Afin de compléter la démonstration que la DAP peut induire une « translecture » des codons stop UGA dans le gène CFTR, 15 organoïdes dérivés de cellules provenant de patients atteints de mucoviscidose ont été préparés et exposés à des doses croissantes de DAP, la dose optimale a été définie à 50 µM avec une exposition de 48h. Dans un modèle organoïde préparé à partir de cellules humaines homozygotes W1282X, la DAP (50 µM, 48h d’exposition) est plus efficace que les deux contrôles positifs (G418 100 µM et ELX-02 20 à 100 µM) dans la correction de la mutation non-sens avec une absence de toxicité. Cet effet a été confirmé dans 4 autres modèles d’organoïdes humain porteurs de la mutation homozygote W1282X. Le niveau d’efficacité a été comparable aux taux observés en clinique avec la combinaison lumacaftor-ivacaftor mais des variations de réponse ont été observées selon la lignée cellulaire utilisée. Même si la DAP a été capable de restaurer la fonction de la protéine CFTR dans des organoïdes humains portant des mutations non-sens hétérozygotes G550X, R709X, ou W679X, le résultat était équivalent au contrôle négatif pour les mutation homozygotes R1162X et G542X, la mutation hétérozygote G542X ou R553X associée à la délétion F508del.

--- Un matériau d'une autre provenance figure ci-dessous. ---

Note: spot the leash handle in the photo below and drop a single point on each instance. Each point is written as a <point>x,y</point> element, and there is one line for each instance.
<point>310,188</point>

Encore du chemin à parcourir
Dans un modèle murin CFTR-NS muté R553X, des chercheurs français ont pu démontrer que la DAP est capable de diffuser dans plusieurs tissus après administration orale mais aussi de traverser les barrières hémato encéphalique et placentaire. Dans ce même modèle, il a été démontré que la DAP était capable de corriger la mutation non-sens du gène CFTR, effet validé sur des organoïdes murins et humains. La DAP fait même mieux que le contrôle positif sur la mutation W1282X qui représente 1,2 % des variants identifiés chez les patients atteints de mucoviscidose. Cependant, l’efficacité de la DAP semble dépendre des spécificités du modèle d’étude mais également du fond génétique de chaque individu, ce qui est également le cas pour les traitements actuellement validé ciblant la mutation delF508. La DAP présente un intérêt au-delà du traitement de la mucoviscidose car les mutations non-sens sont responsables d’environ 10 % des maladies génétiques. L’avenir nous dira si cette molécule peu onéreuse entrera dans l’arène des études cliniques…
* Mutation ponctuelle induisant le remplacement d’un codon qui code un acide aminé par un codon stop.
** Version miniature et simplifiée d'un organe, fabriquée in vitro en 3D à partir de tissus ou cellules souches embryonnaires et qui présente une micro-anatomie réaliste.